Reseña: HYPNOTIC FLOOR.- ‘Odd conjectures’

El segundo álbum de los austriacos HYPNOTIC FLOOR nos ofrece ocho brillantes canciones que cambian sus formas con gran habilidad. El crisol de estilos que confluyen en cada una de ellas, hace que ‘ODD CONJECTURES’ se postule como un álbum ecléctico pero lleno de riqueza. Todo un tesoro por descubrir en el que encontramos vibraciones progresivas mas propias de los 70’s, ecos west-coast, ritmos hard-rock y momentos de psicodelia exótica herederos del anatolian-rock.

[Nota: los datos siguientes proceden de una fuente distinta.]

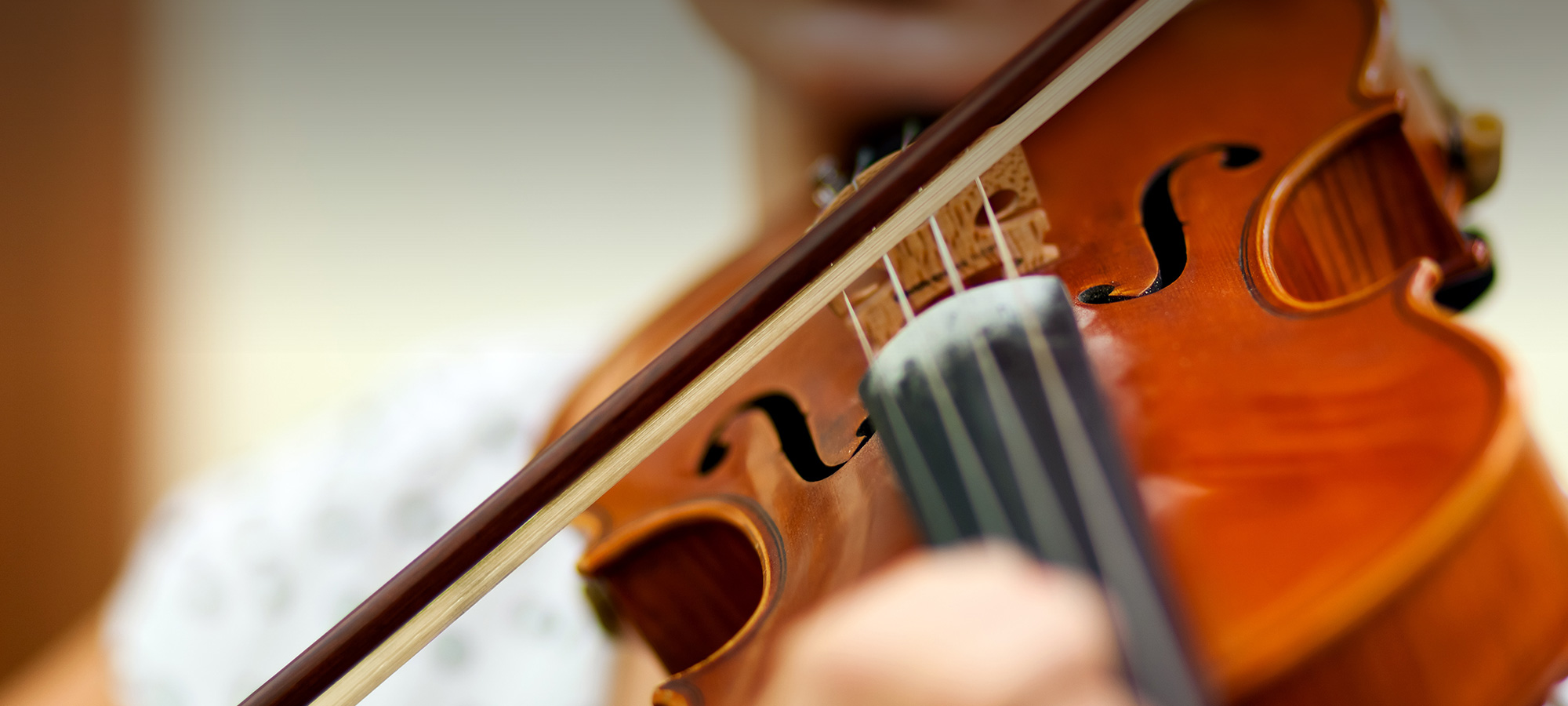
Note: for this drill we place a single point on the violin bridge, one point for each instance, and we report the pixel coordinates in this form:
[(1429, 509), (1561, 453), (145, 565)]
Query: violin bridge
[(968, 236)]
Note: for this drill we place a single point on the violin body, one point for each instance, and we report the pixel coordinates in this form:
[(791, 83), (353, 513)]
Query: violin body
[(1255, 211)]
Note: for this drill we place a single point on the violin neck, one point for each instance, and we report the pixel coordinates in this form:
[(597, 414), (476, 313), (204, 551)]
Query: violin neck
[(993, 421)]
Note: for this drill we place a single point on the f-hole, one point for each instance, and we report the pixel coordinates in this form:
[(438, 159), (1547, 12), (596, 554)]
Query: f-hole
[(1163, 227), (794, 435)]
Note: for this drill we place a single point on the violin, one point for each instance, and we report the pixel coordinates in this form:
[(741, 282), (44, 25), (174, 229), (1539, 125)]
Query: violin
[(1210, 249)]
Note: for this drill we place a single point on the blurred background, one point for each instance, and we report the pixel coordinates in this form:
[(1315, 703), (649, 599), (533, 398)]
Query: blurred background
[(219, 217)]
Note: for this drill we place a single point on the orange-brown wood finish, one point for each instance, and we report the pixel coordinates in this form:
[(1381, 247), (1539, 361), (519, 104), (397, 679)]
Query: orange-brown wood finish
[(1338, 476)]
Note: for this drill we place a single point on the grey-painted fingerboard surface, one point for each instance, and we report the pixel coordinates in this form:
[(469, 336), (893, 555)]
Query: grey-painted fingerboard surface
[(995, 424)]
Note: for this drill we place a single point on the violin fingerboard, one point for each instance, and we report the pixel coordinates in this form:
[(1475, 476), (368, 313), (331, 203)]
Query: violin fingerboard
[(992, 418)]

Canciones efervescentes que rescatan el legado de los 60’s con toques de garage-rock entre ritmos de vocación kraut y buenas dosis de psicodelia. Estamos ante una auténtica bacanal de vibraciones vintage que crean un caleidoscopio sonoro inquieto a la vez que lisérgico.  El álbum me llego sin hacer ruido, pero cada vez que lo escucho, me parece un álbum mejor, a pesar de que la primera vez no me transmitió todo el potencial que tienen sus canciones. Unas canciones camaleónicas que se van transformando internamente para mostrarse resplandecientes y frescas para el oyente. Ecos Jethro Tull, guiños ZZ Top se unen a este espectáculo vintage repleto de ritmos contagiosos y con el espíritu de Syd Barret en el horizonte. Rectificar es de sabios, así que, mi enmienda llega con esta reseña que espero haga justicia a un trabajo notable que es todo un soplo de aire fresco.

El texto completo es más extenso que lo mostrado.